And the ghost lamented to his son that his mother should so fall off from virtue, as to prove false to the wedded love of her first husband, and to marry his murderer; but he cautioned Hamlet, howsoever he proceeded in his revenge against his wicked uncle, by no means to act any violence against the person of his mother, but to leave her to Heaven, and to the stings and thorns of conscience. Hamlet promised to observe the ghost's directions in all things, and the ghost vanished.

And when Hamlet was left alone, he took up a solemn resolution, that all he had in his memory, all that he had ever learned by books or observation, should be instantly forgotten by him, and nothing live in his brain but the memory of what the ghost had told him, and enjoined him to do.

Hamlet related the particulars of the conversation which had passed to none but his dear friend Horatio; and he enjoined both to him and Marcellus the strictest secrecy as to what they had seen that night.

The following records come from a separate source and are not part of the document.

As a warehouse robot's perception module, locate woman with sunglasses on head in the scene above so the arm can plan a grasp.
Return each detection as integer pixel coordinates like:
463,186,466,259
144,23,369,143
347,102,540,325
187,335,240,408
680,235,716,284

The terror which the sight of the ghost had left upon the senses of Hamlet, he being weak and dispirited before, almost unhinged his mind, and drove him beside his reason. And he, fearing that it would continue to have this effect, which might subject him to observation,

and set his uncle upon his guard, if he suspected that he was meditating any thing against him, or that Hamlet really knew more of his father's death than he professed, took up a strange resolution from that time to counterfeit as if he were really and truly mad; thinking that he would be less an object of suspicion when his uncle should believe him incapable of any serious project, and that his real perturbation of mind would be best covered and pass concealed under a disguise of pretended lunacy.

HAMLET, PRINCE OF DENMARK.

SECOND READING.

brave, defy, challenge. La-er'tes (-tez).

| priv'y to, informed of.
round'est, most positive.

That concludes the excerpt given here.